As the House of Commons returns for the first time since last month's incident at the gates of Downing Street, David Cameron continued to support Mr Mitchell, despite senior police officers calling on the minister to quit over his alleged "pleb" remark.
Signs of an "Operation Save Andrew" began to emerge after extraordinary levels of disquiet from ministers about the row during the Conservative Party conference in Birmingham last week.
One minister said the incident had made the Prime Minister "the angriest I've ever seen him", raising questions over why Mr Cameron failed to sack Mr Mitchell.
The Chief Whip returns to his desk in Downing Street tomorrow to resume "business as usual", according to sources. One friend said the minister had received about 70 messages of support from Tory MPs and that the 14 whips under his command were "solidly behind him". But there are many MPs, including at least four members of the Cabinet, who doubt that he can hang on to his job.
The row failed to die down after Mr Mitchell held talks with three members of the West Mercia and Warwickshire police federations at his constituency office in Sutton Coldfield on Friday. Mr Mitchell reiterated his apology but refused to tell the officers exactly what he said, apart from insisting that he did not use the word "pleb".

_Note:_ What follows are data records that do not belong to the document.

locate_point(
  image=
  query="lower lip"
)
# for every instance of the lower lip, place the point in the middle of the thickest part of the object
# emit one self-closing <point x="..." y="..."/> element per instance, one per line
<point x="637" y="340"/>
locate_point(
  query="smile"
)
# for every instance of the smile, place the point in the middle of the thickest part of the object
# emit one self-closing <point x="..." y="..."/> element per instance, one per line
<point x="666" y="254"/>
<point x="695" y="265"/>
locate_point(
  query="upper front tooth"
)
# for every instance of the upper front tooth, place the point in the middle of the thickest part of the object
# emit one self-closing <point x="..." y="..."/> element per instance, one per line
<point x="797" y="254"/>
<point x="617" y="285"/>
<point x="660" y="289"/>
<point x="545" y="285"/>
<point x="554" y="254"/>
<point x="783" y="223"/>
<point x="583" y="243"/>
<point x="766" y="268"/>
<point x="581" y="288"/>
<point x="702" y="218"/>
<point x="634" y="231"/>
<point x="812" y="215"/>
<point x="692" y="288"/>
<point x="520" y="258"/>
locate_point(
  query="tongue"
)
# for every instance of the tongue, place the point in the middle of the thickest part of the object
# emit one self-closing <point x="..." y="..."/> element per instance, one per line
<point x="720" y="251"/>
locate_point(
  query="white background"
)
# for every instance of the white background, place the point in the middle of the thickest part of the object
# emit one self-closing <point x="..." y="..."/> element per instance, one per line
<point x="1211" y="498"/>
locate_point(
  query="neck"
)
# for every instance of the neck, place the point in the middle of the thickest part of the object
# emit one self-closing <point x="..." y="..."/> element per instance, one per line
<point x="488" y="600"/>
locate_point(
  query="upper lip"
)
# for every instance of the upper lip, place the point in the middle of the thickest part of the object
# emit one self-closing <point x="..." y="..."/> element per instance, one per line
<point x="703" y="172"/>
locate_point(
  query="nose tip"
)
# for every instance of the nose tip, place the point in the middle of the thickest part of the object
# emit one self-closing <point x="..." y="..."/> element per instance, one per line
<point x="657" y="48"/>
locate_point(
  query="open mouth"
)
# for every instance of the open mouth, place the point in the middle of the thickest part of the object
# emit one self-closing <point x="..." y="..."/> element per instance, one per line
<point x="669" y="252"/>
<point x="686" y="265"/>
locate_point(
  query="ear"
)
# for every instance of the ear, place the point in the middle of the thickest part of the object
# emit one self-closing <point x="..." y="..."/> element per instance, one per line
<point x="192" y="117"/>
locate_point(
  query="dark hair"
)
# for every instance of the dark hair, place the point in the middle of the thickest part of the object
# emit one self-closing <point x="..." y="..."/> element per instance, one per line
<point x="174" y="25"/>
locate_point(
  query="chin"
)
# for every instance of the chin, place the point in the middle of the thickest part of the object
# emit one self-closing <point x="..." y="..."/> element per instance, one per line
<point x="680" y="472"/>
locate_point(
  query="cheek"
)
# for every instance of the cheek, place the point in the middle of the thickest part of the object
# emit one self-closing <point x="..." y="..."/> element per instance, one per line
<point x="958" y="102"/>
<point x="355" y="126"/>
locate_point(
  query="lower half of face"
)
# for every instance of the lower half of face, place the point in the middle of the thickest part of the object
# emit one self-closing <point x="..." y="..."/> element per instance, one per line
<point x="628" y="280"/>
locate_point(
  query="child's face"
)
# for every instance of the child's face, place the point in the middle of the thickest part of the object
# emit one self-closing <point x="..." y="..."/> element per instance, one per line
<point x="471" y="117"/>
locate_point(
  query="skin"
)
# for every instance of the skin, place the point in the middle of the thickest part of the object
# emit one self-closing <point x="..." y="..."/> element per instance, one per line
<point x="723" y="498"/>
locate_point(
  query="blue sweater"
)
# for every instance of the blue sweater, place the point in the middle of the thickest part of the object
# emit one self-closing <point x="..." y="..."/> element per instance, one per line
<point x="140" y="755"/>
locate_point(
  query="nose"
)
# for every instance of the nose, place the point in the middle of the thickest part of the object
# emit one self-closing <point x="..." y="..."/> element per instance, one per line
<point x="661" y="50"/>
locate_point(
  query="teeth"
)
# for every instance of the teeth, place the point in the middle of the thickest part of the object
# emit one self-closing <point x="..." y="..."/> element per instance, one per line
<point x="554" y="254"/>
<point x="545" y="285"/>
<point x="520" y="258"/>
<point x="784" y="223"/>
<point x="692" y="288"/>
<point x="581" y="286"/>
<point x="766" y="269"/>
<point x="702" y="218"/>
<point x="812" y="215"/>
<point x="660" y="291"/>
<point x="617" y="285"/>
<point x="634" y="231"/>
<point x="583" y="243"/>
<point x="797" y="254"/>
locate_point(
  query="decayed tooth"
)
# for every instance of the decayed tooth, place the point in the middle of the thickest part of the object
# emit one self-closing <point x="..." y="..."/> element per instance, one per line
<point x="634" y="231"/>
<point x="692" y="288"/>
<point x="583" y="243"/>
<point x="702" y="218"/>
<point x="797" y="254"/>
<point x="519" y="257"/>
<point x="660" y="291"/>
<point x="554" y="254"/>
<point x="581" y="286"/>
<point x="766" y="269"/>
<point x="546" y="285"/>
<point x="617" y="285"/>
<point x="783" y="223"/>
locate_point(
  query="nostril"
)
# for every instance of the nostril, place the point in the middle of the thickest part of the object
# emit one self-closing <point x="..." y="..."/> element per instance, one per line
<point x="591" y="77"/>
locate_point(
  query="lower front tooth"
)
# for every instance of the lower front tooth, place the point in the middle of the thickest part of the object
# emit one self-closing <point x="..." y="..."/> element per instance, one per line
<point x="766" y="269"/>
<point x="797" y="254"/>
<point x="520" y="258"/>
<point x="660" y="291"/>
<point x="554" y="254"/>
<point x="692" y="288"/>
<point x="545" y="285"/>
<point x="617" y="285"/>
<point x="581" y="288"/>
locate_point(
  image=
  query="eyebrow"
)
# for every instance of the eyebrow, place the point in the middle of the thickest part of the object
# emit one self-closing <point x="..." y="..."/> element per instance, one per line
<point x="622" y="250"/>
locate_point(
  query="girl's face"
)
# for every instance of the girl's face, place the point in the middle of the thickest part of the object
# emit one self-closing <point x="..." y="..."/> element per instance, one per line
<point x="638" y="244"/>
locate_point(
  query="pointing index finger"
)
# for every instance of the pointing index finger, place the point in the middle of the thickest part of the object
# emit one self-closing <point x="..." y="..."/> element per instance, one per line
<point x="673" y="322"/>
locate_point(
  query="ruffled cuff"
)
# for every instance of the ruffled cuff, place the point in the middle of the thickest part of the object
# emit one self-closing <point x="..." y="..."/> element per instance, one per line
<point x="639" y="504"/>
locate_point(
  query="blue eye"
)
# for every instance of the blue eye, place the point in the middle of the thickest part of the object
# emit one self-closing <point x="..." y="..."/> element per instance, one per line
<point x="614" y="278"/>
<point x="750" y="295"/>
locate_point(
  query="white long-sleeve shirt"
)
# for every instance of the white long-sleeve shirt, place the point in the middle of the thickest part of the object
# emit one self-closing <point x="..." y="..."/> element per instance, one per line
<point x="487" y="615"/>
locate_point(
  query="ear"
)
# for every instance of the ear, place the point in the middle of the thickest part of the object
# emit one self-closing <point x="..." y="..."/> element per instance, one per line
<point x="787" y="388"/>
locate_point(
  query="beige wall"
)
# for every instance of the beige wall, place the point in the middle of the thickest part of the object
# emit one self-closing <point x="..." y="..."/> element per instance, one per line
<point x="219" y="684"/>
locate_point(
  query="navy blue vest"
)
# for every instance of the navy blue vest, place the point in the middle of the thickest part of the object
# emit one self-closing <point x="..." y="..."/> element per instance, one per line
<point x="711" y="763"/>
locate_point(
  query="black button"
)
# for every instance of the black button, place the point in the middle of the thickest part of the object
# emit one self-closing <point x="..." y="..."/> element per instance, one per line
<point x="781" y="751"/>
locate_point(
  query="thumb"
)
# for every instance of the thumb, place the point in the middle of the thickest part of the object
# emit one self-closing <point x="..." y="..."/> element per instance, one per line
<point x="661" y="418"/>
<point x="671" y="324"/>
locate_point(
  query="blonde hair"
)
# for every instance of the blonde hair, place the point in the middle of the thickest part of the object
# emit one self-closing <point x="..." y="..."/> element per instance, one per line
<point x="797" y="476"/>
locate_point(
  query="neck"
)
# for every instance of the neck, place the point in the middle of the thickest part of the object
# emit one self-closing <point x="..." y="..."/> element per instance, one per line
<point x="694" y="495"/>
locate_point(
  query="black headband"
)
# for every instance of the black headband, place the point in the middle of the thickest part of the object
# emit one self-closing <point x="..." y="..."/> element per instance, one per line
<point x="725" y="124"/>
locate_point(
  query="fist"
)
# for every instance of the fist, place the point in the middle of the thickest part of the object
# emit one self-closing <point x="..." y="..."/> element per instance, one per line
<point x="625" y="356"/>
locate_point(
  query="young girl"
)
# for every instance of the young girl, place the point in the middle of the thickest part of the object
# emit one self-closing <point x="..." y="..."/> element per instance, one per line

Philip Hammond, the Defence Secretary, accused the Police Federation of fuelling the row "for their own purposes". He told Radio 4's Any Questions?: "We've now got other people who were not involved in the incident who seem to be trying to hijack this issue and take it forward for their own purposes."
It is understood that Mr Cameron and Mr Mitchell have not held a full discussion about the matter, apart from it being mentioned in passing. But one minister said several leading members of constituency associations had approached him to complain about Mr Mitchell's behaviour. "People are asking when Mitchell will go," the minister said, "and it's difficult to disagree with them. David has let it go on too long."
A No 10 spokesman said: "The Prime Minister thinks what he did was completely unacceptable, but he has apologised to the officers who don't want to take it any further."
Yvette Cooper, the shadow Home Secretary, said: "David Cameron is the only person left still backing Andrew Mitchell. How long is the Prime Minister going to let this drag on?"